Suddenly he's more sympathetic to their cause and begins openly questioning Starfleet's policy in the DMZ. Then one day he's called into a meeting with a few Admirals who let him know they're offering him the Captain's chair.

Thrilled at this opportunity, Chakotay accepts. He'll be overseeing the refit of an Excelsior-class vessel at a shipyard close to the DMZ; that's where the official promotion ceremony will take place. But as he's onboard the Runabout taking him to this shipyard, he learns what his first mission will be: Tracking down and eliminating Maquis bases in the DMZ.

And that's when it all starts to hit Chakotay; Starfleet is using him. They're putting this hero of the colonies on this ship to hunt down his own people.
If the Maquis attack this Favorite Son, almost a living legend, they risk alienating a lot of their own colonists sympathetic to their cause.
It's no longer about doing what's right, but just maintaining a treaty which the Cardassians don't seem intent on honoring.

Upon this, Chakotay turns his back on Starfleet & the Federation. He hijacks the Runabout and takes it to the DMZ and one of the top leaders of the Maquis. So even though he was supposed to be a Captain, in the end he left as a Commander.
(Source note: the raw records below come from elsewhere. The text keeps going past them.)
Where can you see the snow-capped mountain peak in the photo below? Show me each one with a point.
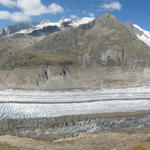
(62, 23)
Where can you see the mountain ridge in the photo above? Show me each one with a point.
(101, 53)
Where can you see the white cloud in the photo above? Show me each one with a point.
(28, 8)
(8, 3)
(16, 16)
(114, 5)
(91, 14)
(32, 7)
(73, 16)
(4, 15)
(55, 8)
(19, 17)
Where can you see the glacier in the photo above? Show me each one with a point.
(19, 104)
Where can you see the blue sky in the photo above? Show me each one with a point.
(14, 11)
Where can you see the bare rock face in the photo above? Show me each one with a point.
(92, 55)
(2, 32)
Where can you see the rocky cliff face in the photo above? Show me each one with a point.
(101, 53)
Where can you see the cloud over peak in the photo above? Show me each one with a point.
(28, 9)
(111, 6)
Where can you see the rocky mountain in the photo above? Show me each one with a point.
(98, 53)
(17, 27)
(139, 32)
(2, 32)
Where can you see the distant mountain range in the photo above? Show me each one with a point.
(82, 53)
(47, 27)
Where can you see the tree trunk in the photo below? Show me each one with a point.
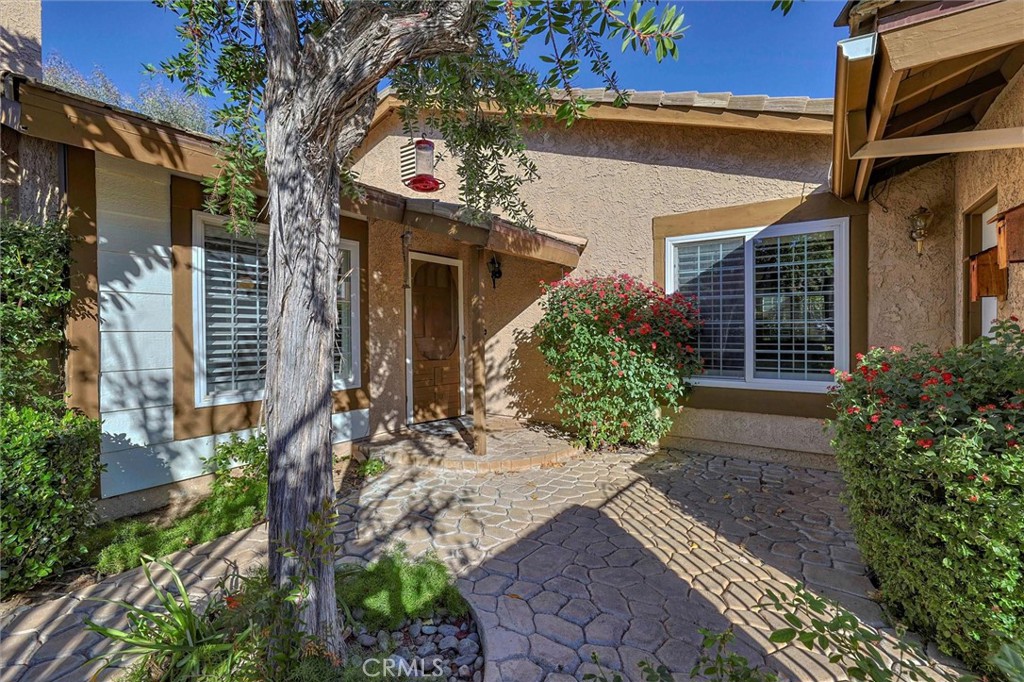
(302, 314)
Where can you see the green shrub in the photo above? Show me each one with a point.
(34, 299)
(930, 445)
(372, 468)
(620, 352)
(49, 465)
(394, 588)
(238, 500)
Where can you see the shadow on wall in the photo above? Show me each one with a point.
(718, 151)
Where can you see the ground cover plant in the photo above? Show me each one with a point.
(238, 500)
(930, 445)
(49, 456)
(394, 588)
(226, 639)
(621, 352)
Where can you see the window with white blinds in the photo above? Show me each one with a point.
(713, 270)
(773, 300)
(229, 294)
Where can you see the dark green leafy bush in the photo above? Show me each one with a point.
(34, 300)
(930, 445)
(49, 464)
(621, 352)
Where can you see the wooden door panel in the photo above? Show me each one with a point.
(436, 332)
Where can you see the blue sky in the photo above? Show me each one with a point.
(731, 45)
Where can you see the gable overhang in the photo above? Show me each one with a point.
(452, 220)
(40, 111)
(916, 87)
(686, 111)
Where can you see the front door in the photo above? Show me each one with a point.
(435, 339)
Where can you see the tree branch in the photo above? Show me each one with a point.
(347, 64)
(280, 30)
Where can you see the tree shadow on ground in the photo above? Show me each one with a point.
(788, 517)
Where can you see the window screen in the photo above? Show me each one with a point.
(795, 306)
(713, 270)
(235, 276)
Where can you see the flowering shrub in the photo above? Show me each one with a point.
(930, 445)
(619, 350)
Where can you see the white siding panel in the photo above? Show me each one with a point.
(134, 233)
(139, 468)
(135, 388)
(349, 425)
(126, 429)
(138, 273)
(134, 312)
(135, 350)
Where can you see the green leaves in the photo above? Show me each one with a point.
(932, 455)
(49, 463)
(620, 352)
(34, 302)
(177, 639)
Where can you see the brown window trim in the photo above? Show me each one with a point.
(779, 211)
(82, 369)
(971, 320)
(189, 421)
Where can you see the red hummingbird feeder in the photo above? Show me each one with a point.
(424, 179)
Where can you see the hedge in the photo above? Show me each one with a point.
(49, 465)
(930, 445)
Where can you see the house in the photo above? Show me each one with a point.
(766, 208)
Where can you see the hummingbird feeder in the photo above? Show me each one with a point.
(424, 179)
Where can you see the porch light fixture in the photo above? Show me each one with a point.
(495, 267)
(424, 179)
(920, 220)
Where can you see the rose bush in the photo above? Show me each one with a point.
(930, 445)
(621, 352)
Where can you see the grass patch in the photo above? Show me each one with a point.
(394, 588)
(119, 545)
(237, 501)
(317, 669)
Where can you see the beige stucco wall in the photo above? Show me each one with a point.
(978, 173)
(912, 299)
(22, 37)
(602, 180)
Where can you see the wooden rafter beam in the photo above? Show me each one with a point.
(940, 107)
(888, 84)
(974, 140)
(949, 37)
(943, 72)
(854, 58)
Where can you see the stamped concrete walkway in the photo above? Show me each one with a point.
(624, 555)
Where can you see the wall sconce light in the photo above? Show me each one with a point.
(920, 220)
(495, 267)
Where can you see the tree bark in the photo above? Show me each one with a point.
(302, 315)
(318, 100)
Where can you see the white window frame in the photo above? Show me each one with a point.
(841, 236)
(355, 379)
(203, 397)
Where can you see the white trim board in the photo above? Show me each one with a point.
(427, 257)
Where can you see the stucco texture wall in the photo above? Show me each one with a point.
(978, 173)
(602, 180)
(912, 299)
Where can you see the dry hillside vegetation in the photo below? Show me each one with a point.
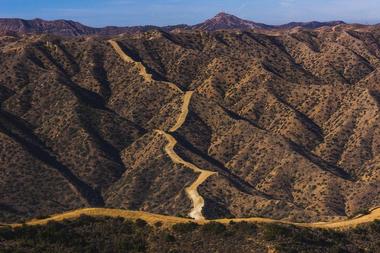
(288, 120)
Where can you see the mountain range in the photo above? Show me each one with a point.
(72, 28)
(201, 123)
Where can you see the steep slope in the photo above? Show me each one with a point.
(289, 122)
(14, 26)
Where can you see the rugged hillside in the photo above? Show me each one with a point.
(288, 120)
(119, 235)
(221, 21)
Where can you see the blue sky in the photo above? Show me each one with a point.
(166, 12)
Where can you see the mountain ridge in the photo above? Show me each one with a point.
(72, 28)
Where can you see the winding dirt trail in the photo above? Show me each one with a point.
(171, 220)
(142, 69)
(184, 111)
(192, 190)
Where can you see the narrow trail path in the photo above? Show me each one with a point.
(142, 69)
(168, 221)
(192, 190)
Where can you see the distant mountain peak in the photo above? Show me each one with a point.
(225, 20)
(221, 21)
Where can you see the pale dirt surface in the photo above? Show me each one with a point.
(184, 111)
(142, 69)
(170, 220)
(198, 201)
(192, 190)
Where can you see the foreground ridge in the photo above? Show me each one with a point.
(171, 220)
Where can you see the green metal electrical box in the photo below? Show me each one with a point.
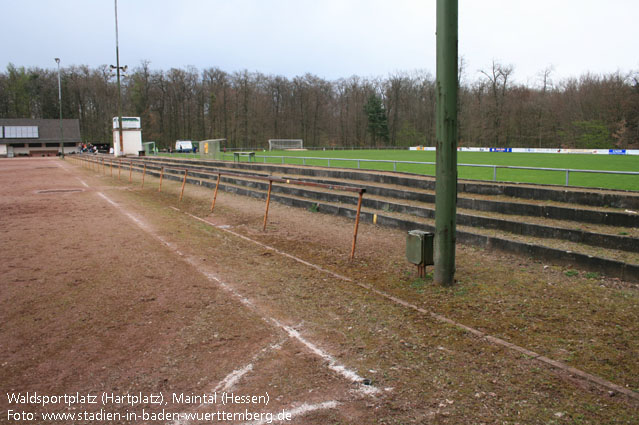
(419, 247)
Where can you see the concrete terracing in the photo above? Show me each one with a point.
(595, 230)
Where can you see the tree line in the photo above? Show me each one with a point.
(248, 108)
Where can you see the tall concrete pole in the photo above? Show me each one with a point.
(117, 64)
(57, 60)
(446, 133)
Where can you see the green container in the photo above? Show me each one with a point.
(419, 247)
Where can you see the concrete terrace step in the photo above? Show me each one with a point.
(605, 215)
(511, 235)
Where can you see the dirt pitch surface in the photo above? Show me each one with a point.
(162, 310)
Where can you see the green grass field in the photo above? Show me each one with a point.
(347, 159)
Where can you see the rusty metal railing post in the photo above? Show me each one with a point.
(359, 208)
(217, 185)
(183, 184)
(268, 201)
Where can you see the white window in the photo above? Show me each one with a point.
(20, 132)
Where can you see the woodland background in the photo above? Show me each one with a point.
(248, 108)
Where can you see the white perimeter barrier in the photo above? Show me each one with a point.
(538, 150)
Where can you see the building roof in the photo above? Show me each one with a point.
(48, 130)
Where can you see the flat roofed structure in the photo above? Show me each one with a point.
(38, 137)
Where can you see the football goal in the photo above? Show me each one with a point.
(285, 144)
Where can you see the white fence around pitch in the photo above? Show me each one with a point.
(537, 150)
(304, 159)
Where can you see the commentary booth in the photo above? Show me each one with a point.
(131, 136)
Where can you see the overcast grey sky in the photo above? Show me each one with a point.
(329, 38)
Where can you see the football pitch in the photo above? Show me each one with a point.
(537, 160)
(349, 159)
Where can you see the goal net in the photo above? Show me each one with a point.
(285, 144)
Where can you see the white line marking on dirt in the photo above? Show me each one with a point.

This is a huge departure from what's actually established in the show where it's established that Chakotay just...resigned from Starfleet. 
How...thrilling?

So the pilot ends and these ragtag renegades now have to work with the Starfleet crew in order to survive. Like I said before, that should be a source of drama but it isn't. You'd especially think that Chakotay, the leader of these rebels would be the most vocally opposed to it but if anything, he's the one who adjusts the quickest to it.

Heck, the pre-opening credits scene to the second episode has him threatening two of his own crew with charges of mutiny when they suggest he should try and take over the ship. THIS is the terrorist leader?

What would have added to this drama is if they changed a crucial part about Captain Janeway; make it that she wasn't Voyager's initial Captain but rather the First Officer.

Before you set that phaser to 'kill', hear me out.

Voyager's original First Officer was killed when they were flung to the other side of the galaxy so that's why Chakotay was able to fill that position. But suppose a different character was Captain and instead Commander Janeway is the first officer?

Here, Janeway would be involved with Starfleet Intelligence, not having served on a starship in maybe...five to seven years, taking part in this mission purely in an observational standpoint as her recent duties have had her focusing on defeating the Maquis. Yes, I know in the show Janeway was primarily a scientist but let's say she can be both.

So what a contrast. On one side you would have Janeway, a Commander who is forced to take the role of Captain even though she may be unprepared for it. On the other side, Chakotay, a man who was all but destined to be Captain but now back to being a subordinate. These two different personalities trying to work together to get their people home would have been really interesting to watch.

A Captain who is primarily an intelligence/science officer and maybe unprepared for her new position as leader of a crew of 150 and a First Officer who is probably more qualified to be in charge and has a more tactical way of getting things done.

It probably would have lead to better stories and not gotten Robert Beltran to be so openly critical about the series. Heck, I wasn't even on the show and I sympathize with his position.
Beltran was vocal about the writing while Voyager was on the air but perhaps the years have mellowed him out a little? Right now he's back to playing Chakotay on the animated series Star Trek: Prodigy.

I have no plans to watch that series but who knows, maybe that'll be the series to give the character the depth that he was worthy of.

"Potential character development? Finally, something to smile about!"